# Bee vs wasp dataset preview

You can write up to 5GB to the current directory (/kaggle/working/) that gets preserved as output when you create a version using "Save & Run All" 
You can also write temporary files to /kaggle/temp/, but they won't be saved outside of the current session

Note: this code requires fastai 2.0+

In [None]:
!pip install fastai --upgrade

Initialisation:

In [None]:
%reload_ext autoreload
%autoreload 2
%matplotlib inline
from fastai.vision.all import *
from fastai.metrics import error_rate

# additional classic imports
from pathlib import Path
import pandas as pd
import numpy as np
import random

Training hyperparameters:

In [None]:
bs = 64 # Batch size
resize_size = 96 # for training, resize all the images to a square of this size
training_subsample = 0.1 # for development, use a small fraction of the entire dataset rater than full dataset

Load the labels from `.csv` using pandas:

In [None]:
bees_vs_wasps_dataset_path=Path('../input/bee-vs-wasp/kaggle_bee_vs_wasp') # this is relative to the "example_notebook" folder. Modify this to reflect your setup
df_labels = pd.read_csv(bees_vs_wasps_dataset_path/'labels.csv')
df_labels=df_labels.set_index('id')
df_labels.head()

convert the paths to linux path:

In [None]:
for idx in df_labels.index:    
    df_labels.loc[idx,'path']=df_labels.loc[idx,'path'].replace('\\','/')    

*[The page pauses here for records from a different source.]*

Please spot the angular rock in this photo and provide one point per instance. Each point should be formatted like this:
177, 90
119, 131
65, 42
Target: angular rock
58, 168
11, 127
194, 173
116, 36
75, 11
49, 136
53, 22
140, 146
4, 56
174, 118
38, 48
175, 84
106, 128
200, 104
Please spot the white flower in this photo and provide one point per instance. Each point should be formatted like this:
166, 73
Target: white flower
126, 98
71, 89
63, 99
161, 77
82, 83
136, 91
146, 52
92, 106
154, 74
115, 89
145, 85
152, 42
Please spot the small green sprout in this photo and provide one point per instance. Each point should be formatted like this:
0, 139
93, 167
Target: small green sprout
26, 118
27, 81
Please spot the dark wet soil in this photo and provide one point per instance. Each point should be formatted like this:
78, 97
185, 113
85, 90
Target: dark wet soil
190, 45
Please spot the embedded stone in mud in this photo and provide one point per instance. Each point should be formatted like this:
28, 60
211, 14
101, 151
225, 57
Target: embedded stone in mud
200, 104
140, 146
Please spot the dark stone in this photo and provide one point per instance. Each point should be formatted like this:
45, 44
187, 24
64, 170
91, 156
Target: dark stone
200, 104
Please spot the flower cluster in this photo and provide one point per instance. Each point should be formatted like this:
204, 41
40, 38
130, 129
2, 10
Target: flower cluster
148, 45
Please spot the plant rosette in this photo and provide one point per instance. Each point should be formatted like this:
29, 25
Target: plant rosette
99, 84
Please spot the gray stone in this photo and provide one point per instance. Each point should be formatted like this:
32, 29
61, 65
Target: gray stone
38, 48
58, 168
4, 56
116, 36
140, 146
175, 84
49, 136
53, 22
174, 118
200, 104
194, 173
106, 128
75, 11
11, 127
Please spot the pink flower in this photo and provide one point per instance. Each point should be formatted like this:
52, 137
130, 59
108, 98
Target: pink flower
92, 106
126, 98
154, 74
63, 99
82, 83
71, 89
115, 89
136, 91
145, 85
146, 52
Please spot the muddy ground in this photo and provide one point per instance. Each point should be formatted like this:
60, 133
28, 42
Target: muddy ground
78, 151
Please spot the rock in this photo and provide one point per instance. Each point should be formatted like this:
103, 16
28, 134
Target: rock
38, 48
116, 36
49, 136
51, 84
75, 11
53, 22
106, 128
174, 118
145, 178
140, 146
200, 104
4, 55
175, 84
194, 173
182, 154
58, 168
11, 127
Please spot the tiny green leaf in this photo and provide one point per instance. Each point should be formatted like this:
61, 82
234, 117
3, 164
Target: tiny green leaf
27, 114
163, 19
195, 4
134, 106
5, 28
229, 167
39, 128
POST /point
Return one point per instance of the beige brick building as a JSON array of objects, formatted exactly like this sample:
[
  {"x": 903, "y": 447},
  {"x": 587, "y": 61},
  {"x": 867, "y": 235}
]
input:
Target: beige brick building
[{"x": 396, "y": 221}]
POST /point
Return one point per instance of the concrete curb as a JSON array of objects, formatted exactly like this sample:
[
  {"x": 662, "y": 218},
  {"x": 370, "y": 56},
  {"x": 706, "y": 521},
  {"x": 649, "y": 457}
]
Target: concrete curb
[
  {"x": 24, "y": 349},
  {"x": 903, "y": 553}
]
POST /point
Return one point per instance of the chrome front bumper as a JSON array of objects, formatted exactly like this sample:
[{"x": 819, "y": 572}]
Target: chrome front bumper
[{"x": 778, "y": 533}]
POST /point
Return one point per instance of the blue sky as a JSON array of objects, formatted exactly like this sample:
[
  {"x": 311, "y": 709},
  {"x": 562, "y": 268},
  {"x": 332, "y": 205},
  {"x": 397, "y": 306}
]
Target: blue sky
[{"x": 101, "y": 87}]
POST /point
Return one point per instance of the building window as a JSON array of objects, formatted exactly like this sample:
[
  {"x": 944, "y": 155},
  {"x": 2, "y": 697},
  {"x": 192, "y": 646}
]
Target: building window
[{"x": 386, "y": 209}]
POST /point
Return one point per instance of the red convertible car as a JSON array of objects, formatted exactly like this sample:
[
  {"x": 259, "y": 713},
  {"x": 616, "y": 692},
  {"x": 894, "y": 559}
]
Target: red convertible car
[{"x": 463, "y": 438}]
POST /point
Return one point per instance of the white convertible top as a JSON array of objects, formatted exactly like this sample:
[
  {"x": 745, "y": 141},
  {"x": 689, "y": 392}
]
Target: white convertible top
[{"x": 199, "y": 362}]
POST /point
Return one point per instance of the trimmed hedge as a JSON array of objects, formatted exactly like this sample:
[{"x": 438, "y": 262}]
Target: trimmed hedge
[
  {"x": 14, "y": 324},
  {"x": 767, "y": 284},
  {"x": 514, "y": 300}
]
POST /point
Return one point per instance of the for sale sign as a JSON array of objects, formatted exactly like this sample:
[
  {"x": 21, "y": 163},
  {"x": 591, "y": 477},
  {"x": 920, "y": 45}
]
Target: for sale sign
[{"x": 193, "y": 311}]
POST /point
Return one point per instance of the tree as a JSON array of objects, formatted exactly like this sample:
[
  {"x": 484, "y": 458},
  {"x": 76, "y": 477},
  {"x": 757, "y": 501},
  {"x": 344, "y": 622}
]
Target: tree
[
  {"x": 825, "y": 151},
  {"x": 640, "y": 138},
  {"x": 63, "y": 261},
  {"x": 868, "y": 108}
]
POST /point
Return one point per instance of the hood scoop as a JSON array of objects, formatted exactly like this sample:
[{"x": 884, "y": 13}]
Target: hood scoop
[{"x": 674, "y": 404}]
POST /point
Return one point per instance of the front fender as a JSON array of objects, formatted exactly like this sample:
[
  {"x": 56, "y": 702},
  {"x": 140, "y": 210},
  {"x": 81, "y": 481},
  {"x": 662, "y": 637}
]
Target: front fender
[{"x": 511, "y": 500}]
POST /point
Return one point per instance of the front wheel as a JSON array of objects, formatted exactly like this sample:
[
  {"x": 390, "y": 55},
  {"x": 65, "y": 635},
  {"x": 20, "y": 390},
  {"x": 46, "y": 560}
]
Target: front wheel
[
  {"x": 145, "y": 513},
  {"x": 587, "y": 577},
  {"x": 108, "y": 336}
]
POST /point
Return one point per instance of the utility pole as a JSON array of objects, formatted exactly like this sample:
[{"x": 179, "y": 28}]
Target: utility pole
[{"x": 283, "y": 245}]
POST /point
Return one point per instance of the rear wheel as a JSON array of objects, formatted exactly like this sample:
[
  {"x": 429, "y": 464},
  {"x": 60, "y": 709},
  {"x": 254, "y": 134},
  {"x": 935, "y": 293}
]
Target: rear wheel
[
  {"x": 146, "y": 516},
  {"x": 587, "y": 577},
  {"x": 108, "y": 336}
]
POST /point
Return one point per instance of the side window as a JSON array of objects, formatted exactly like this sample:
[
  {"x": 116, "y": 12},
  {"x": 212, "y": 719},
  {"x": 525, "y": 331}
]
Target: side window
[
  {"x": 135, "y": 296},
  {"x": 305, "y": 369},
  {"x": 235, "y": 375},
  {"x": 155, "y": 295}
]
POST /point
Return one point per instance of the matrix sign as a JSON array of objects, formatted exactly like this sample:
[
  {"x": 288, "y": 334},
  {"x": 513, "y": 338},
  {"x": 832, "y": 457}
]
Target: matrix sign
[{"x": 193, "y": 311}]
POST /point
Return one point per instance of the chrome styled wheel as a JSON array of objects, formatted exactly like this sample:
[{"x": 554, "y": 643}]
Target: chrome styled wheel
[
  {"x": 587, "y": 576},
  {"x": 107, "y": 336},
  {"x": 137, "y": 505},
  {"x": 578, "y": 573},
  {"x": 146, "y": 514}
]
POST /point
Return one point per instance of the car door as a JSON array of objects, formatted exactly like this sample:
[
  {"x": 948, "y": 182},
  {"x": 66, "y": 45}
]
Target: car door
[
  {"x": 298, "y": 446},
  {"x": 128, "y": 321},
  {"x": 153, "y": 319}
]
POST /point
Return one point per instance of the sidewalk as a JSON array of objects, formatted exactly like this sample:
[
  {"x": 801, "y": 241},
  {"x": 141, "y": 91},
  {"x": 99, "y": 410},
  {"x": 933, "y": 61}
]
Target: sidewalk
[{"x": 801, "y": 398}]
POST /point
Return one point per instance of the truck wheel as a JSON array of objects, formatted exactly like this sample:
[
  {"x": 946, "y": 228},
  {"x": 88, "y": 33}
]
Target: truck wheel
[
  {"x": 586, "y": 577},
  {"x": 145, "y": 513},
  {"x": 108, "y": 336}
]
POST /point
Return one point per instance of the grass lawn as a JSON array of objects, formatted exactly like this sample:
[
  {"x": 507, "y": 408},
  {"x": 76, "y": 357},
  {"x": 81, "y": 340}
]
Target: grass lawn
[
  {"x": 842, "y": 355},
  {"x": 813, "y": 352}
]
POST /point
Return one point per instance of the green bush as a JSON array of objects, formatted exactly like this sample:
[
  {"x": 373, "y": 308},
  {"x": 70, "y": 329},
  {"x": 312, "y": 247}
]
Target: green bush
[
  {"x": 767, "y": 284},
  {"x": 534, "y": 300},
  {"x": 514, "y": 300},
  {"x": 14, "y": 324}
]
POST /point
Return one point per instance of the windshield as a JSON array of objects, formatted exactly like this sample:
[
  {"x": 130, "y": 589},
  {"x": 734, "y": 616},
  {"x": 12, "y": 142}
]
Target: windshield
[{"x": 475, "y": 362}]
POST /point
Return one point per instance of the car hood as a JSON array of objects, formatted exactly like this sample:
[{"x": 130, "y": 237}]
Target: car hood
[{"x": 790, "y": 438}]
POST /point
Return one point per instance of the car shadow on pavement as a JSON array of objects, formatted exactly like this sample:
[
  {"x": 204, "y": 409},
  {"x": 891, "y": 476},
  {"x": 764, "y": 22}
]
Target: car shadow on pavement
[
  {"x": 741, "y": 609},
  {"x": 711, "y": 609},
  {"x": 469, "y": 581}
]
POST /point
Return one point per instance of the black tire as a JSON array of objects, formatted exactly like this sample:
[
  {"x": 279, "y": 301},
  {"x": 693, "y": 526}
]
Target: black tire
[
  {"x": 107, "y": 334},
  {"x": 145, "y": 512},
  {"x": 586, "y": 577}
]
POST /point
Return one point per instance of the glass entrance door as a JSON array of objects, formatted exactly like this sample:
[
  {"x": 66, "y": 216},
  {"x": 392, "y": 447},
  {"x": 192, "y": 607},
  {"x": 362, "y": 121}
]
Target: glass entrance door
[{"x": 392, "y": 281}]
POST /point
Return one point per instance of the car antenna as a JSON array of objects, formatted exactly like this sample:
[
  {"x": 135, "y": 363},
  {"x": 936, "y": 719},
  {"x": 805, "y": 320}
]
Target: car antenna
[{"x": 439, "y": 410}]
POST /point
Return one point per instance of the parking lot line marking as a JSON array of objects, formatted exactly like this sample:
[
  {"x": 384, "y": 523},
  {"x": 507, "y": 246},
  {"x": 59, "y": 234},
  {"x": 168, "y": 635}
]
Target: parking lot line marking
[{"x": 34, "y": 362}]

Subsample the dataset to reduce training time for this demonstration only:

In [None]:
df_labels = df_labels.sample(frac=training_subsample, axis=0) 

configure the fast.ai Image data loader:

In [None]:
data = ImageDataLoaders.from_df(
    df = df_labels,
    path = Path(bees_vs_wasps_dataset_path),
    valid_pct=0.2,
    seed = 42,
    fn_col='path',
    folder=None,
    label_col='label',
    bs=bs,
    shuffle_train=True,
    batch_tfms=aug_transforms(),
    item_tfms=Resize(resize_size),device='cpu', num_workers=0,
)

preview a few samples from the dataset:

In [None]:
data.show_batch()

## Train a basic classifier
Note that the settings are rubbish to make it execute quickly; hence, the results are rubbish.

In [None]:
learn = cnn_learner(data, resnet18, metrics=error_rate)
learn.model_dir='/kaggle/temp/'

Run the learning rate finder:

In [None]:
best_lr=learn.lr_find(start_lr=1e-04, end_lr=1, num_it=30) 

Run the transfer learning procedure:

In [None]:
learn.fine_tune(1,base_lr=best_lr[0])

In [None]:
learn.show_results()

In [None]:
learn.save('stage-1')

visualize sample results:

In [None]:
interp = ClassificationInterpretation.from_learner(learn)
losses,idxs = interp.top_losses()
interp.plot_top_losses(12, figsize=(14,14))

Display the confusion matrix. 

Note that in this example, this is only calculated over the subsampled dataset.

In [None]:
interp.plot_confusion_matrix(figsize=(4,4), dpi=120)

---